Many banks around the world, and especially in the US and Europe, are struggling to develop business models which reflect radically different external constraints and which can restore a measure of stability and growth to their different operations in the aftermath of the financial crisis, according to a new report from KPMG International.
KPMG’s new report, Creating a new mould for banking, is the result of in-depth interviews with senior executives from 25 major banks and financial institutions around the world. It shows a two-tier industry whereby many banks in the developed world have been hardest hit and are having to undertake more fundamental reconsideration of their business models, while banks in Latin America, Africa and Asia have been less affected and are refining existing strategies rather than re-writing them.
Regulation, profitability and capital
The rising pressure of new regulation is a concern for all banks however, along with a continuing dramatic shortage of capital and liquidity. This is resulting in a shifting of focus from growth and revenue to prudent balance sheet management. Banks are streamlining operating models and infrastructure to squeeze out greater efficiencies and the outlook for profitability looks uncertain.
David Sayer, Global Head of Retail Banking at KPMG, said: “Banks are facing a real challenge over the returns they can bring to shareholders. The need to hold more capital will mean that profitability in terms of return on capital will decline even as profit on turnover stabilises. The impending wave of new regulation will, in one way or another, require banks to hold additional capital, impose additional costs and reduce returns.”
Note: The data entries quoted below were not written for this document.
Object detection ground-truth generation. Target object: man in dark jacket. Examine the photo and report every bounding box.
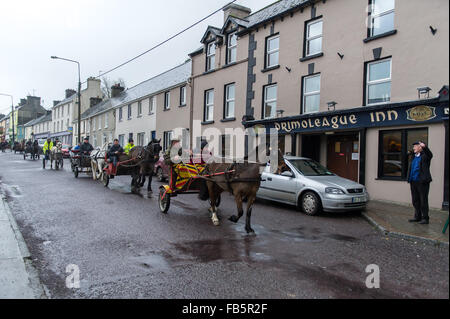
[407,141,433,225]
[108,139,124,167]
[80,137,94,154]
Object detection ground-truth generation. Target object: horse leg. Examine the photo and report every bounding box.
[244,193,257,234]
[91,161,97,180]
[229,193,244,224]
[207,182,220,226]
[147,171,153,196]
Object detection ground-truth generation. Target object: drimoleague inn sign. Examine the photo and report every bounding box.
[247,99,449,134]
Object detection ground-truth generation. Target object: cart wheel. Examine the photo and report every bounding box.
[74,167,79,178]
[209,194,221,208]
[159,188,170,214]
[42,158,46,169]
[102,174,110,187]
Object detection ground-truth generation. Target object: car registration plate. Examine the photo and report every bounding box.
[352,197,366,203]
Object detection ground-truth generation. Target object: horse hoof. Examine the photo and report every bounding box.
[229,215,239,223]
[245,227,255,234]
[147,192,153,198]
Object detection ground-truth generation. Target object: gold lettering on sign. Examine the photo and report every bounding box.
[275,123,281,131]
[349,114,357,124]
[376,112,386,122]
[388,110,398,121]
[331,116,339,129]
[407,106,436,122]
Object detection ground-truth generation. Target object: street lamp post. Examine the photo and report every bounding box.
[0,93,14,144]
[51,56,81,145]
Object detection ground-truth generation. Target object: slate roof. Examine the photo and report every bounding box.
[24,112,52,127]
[80,98,116,120]
[53,94,76,109]
[245,0,309,29]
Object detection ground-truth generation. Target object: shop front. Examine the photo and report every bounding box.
[245,86,449,209]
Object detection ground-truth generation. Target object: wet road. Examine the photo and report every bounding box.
[0,151,448,299]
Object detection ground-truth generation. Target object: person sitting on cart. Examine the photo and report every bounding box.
[124,138,135,156]
[107,139,124,167]
[42,138,53,159]
[80,137,94,155]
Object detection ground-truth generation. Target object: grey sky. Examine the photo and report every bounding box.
[0,0,275,114]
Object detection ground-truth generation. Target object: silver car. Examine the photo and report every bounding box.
[257,156,369,216]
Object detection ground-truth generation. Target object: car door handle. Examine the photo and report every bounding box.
[267,177,272,181]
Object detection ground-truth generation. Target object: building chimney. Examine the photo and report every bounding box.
[223,3,251,23]
[87,77,101,90]
[111,84,125,98]
[65,89,76,98]
[53,101,61,107]
[90,97,103,108]
[20,99,27,106]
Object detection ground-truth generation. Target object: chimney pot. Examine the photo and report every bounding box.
[223,3,251,23]
[111,84,125,98]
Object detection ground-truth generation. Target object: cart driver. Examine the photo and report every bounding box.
[108,139,124,167]
[80,137,94,155]
[42,138,53,159]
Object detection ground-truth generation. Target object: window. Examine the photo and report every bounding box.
[104,112,108,129]
[164,131,173,151]
[265,35,279,68]
[206,42,216,71]
[119,107,123,121]
[98,116,101,130]
[127,104,132,119]
[303,74,321,114]
[204,89,214,122]
[149,96,156,114]
[66,119,69,129]
[224,83,235,119]
[227,32,237,64]
[151,131,156,142]
[137,132,145,146]
[138,101,142,117]
[366,58,392,105]
[369,0,395,37]
[93,117,96,131]
[54,122,56,133]
[102,133,107,145]
[180,86,186,106]
[263,85,277,119]
[305,19,323,56]
[118,134,125,146]
[82,121,85,133]
[164,92,170,110]
[378,128,428,180]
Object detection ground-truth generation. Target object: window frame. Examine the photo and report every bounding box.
[262,84,278,120]
[369,0,395,37]
[204,89,214,122]
[302,73,321,114]
[305,19,323,57]
[127,104,132,120]
[265,34,280,69]
[137,101,142,117]
[104,112,108,129]
[224,83,236,120]
[226,31,238,65]
[365,57,392,106]
[180,86,187,106]
[378,127,429,180]
[206,42,216,72]
[164,92,171,110]
[149,96,156,114]
[118,107,123,121]
[163,131,174,151]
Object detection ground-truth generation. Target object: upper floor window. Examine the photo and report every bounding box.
[366,58,392,105]
[98,116,101,130]
[119,107,123,121]
[164,92,171,110]
[104,112,108,129]
[149,96,156,114]
[227,32,237,64]
[303,74,321,114]
[263,84,277,119]
[137,101,142,117]
[224,83,235,119]
[206,42,216,71]
[93,117,96,131]
[127,104,132,119]
[305,20,323,56]
[180,86,186,106]
[204,89,214,122]
[265,35,279,68]
[369,0,395,37]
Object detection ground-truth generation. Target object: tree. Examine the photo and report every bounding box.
[101,77,126,98]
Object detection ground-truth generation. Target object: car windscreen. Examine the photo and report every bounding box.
[288,159,334,176]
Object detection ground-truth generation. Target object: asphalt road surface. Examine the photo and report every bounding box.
[0,151,448,299]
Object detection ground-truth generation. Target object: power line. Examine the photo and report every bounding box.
[85,0,237,84]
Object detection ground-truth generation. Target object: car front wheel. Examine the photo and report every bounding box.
[300,191,322,216]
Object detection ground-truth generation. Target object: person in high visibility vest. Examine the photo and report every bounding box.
[124,138,135,156]
[42,138,53,158]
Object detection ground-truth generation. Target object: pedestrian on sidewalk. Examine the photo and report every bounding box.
[407,141,433,225]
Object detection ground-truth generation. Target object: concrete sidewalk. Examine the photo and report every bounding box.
[0,193,42,299]
[363,200,449,246]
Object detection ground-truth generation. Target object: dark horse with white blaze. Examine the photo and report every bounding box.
[198,161,263,234]
[127,140,162,196]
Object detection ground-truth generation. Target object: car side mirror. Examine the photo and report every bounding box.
[281,171,294,178]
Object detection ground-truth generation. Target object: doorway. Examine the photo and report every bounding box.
[327,133,359,182]
[302,135,321,162]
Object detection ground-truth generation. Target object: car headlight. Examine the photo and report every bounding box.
[325,187,346,195]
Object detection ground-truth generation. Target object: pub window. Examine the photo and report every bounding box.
[366,58,391,105]
[369,0,395,37]
[265,35,279,68]
[305,19,323,57]
[227,32,237,64]
[206,42,216,72]
[303,74,321,114]
[263,84,277,119]
[204,89,214,122]
[378,128,428,180]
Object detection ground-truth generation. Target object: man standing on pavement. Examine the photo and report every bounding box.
[408,141,433,225]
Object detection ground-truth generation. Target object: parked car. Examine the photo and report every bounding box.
[257,156,369,216]
[154,157,169,182]
[61,144,71,158]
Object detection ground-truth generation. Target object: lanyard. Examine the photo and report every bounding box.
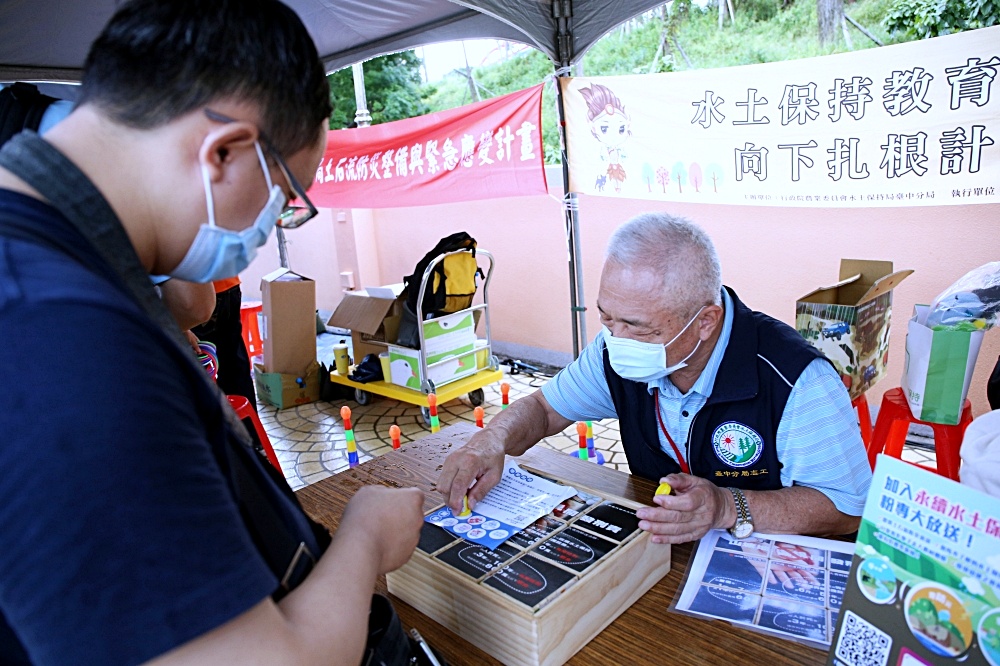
[653,388,690,475]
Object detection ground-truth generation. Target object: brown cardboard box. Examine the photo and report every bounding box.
[795,259,912,399]
[261,268,316,375]
[327,286,405,361]
[253,361,320,409]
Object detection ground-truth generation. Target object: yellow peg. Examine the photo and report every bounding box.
[655,482,673,497]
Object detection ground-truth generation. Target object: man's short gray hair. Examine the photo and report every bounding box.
[605,213,723,316]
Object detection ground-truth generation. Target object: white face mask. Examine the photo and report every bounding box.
[171,142,286,283]
[604,306,705,383]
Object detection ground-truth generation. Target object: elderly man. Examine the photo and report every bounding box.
[440,213,871,544]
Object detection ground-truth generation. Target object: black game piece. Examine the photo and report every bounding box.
[509,516,564,550]
[483,554,577,608]
[532,527,615,572]
[417,522,457,554]
[435,542,519,580]
[574,503,639,542]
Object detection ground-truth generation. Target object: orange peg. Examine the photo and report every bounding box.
[474,406,484,428]
[576,422,588,437]
[427,393,437,408]
[389,424,401,449]
[501,383,510,396]
[340,405,352,430]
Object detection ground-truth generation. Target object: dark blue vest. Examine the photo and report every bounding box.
[602,287,826,490]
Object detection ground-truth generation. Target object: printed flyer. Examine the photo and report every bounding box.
[828,455,1000,666]
[425,460,577,550]
[675,529,854,648]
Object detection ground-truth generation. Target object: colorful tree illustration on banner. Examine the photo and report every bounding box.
[689,163,703,193]
[642,163,655,192]
[671,161,687,194]
[655,166,670,193]
[705,163,724,193]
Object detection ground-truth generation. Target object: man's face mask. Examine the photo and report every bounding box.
[604,306,705,383]
[170,142,286,283]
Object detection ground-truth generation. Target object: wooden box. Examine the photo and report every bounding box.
[387,471,671,666]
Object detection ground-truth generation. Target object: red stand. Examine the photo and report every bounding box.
[227,395,282,473]
[868,387,973,481]
[240,301,264,360]
[852,393,873,451]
Consolidation and new entrants
KPMG predicts that the next stage of the reconstruction of the banking industry could see a number of divestments and acquisitions, both voluntary and in response to policymakers. Nationalised institutions will eventually return to the private sector, most likely in different forms. A wave of consolidation is likely, particularly among smaller institutions and especially in the USA; with better customer service as a differentiator. However, while new entrants to the market could pose a serious competitive threat to established players in some geographies, KPMG expects banking globally to become more, rather than less, concentrated in the next two years, as it remains a business with significant economies of scale. The mergers that have happened in the Europe and the US are indicative of this trend towards consolidation.
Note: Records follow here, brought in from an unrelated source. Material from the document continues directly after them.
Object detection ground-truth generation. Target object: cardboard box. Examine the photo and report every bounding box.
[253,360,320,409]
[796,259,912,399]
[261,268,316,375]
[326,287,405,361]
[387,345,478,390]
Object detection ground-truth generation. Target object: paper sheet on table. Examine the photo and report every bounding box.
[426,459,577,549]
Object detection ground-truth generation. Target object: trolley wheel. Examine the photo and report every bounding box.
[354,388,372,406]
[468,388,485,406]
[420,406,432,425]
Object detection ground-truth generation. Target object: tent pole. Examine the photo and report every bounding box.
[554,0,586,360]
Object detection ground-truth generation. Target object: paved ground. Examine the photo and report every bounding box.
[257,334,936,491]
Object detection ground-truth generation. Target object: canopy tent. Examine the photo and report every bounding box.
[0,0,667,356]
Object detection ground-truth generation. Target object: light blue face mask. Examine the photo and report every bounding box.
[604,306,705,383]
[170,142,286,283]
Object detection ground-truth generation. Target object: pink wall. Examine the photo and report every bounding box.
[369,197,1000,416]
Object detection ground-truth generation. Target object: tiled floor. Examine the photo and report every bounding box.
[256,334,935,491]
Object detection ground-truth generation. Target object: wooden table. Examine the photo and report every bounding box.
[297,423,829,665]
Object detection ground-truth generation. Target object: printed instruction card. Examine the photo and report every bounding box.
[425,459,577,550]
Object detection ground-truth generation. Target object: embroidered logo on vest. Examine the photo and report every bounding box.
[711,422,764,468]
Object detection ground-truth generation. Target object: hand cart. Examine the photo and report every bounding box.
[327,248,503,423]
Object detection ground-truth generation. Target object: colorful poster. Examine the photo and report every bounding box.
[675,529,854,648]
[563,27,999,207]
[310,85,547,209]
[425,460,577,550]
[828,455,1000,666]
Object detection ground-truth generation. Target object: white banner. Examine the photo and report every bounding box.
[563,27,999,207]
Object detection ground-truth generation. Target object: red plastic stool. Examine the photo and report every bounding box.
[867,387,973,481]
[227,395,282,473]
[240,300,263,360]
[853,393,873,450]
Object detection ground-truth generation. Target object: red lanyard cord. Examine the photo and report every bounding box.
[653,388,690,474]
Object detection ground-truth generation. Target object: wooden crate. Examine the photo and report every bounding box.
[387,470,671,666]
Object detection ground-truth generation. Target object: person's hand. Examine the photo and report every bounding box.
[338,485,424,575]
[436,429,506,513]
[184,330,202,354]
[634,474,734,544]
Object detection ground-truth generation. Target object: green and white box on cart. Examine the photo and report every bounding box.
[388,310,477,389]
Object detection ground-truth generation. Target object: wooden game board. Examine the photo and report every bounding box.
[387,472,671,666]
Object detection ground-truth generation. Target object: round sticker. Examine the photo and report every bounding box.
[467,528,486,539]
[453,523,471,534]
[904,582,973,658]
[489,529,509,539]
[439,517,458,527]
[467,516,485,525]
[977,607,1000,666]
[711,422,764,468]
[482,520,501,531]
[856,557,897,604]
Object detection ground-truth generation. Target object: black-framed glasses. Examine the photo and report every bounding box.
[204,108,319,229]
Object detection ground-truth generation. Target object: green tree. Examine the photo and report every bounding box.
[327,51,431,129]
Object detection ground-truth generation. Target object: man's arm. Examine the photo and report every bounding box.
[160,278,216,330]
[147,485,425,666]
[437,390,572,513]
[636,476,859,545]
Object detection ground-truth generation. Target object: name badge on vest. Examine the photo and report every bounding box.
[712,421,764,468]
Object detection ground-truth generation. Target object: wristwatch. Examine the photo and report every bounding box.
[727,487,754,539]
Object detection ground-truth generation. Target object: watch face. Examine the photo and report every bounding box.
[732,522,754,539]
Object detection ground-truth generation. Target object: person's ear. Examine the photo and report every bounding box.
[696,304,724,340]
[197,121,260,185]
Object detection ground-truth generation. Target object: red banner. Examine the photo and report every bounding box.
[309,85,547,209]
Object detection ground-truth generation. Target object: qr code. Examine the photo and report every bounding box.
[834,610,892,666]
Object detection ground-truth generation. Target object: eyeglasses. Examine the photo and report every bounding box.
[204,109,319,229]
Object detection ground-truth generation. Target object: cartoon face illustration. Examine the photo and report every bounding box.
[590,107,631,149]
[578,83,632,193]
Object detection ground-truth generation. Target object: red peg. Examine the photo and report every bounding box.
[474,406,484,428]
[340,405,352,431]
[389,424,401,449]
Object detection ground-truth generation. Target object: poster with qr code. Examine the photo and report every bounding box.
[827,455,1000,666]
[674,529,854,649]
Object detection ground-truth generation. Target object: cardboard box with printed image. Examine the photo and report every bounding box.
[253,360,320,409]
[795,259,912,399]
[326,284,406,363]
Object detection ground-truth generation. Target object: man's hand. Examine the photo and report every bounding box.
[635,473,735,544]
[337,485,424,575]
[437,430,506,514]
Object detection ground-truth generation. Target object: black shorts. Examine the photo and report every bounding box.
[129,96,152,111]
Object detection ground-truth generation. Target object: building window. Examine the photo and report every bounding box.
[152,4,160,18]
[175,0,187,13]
The executives interviewed had a spectrum of opinion on whether banks from major developing countries such as China or Brazil would be seen entering banking in Europe or North America. Some believed that circumstances are favourable — others believed that such moves would represent a distraction from the significant opportunities in their large domestic markets.
KPMG’s report also shows that the strength of the global economic recovery and banks’ role in the new financial environment are closely intertwined. Across the major economies, many banks are continuing to deleverage at a historically unprecedented rate. Despite government incentives and exhortations, this process is likely to continue to drain credit from the global economy and act as a brake on growth. Finding the right balance is critical.
Sayer commented: “Creating a new mould for banking continues to challenge the industry, in a prevailing atmosphere of constraint and uncertainty. The sheer volume of change — external, internal, strategic and operational — is itself becoming a significant agenda item. But those that have survived this far have no alternative but to continue with the process.”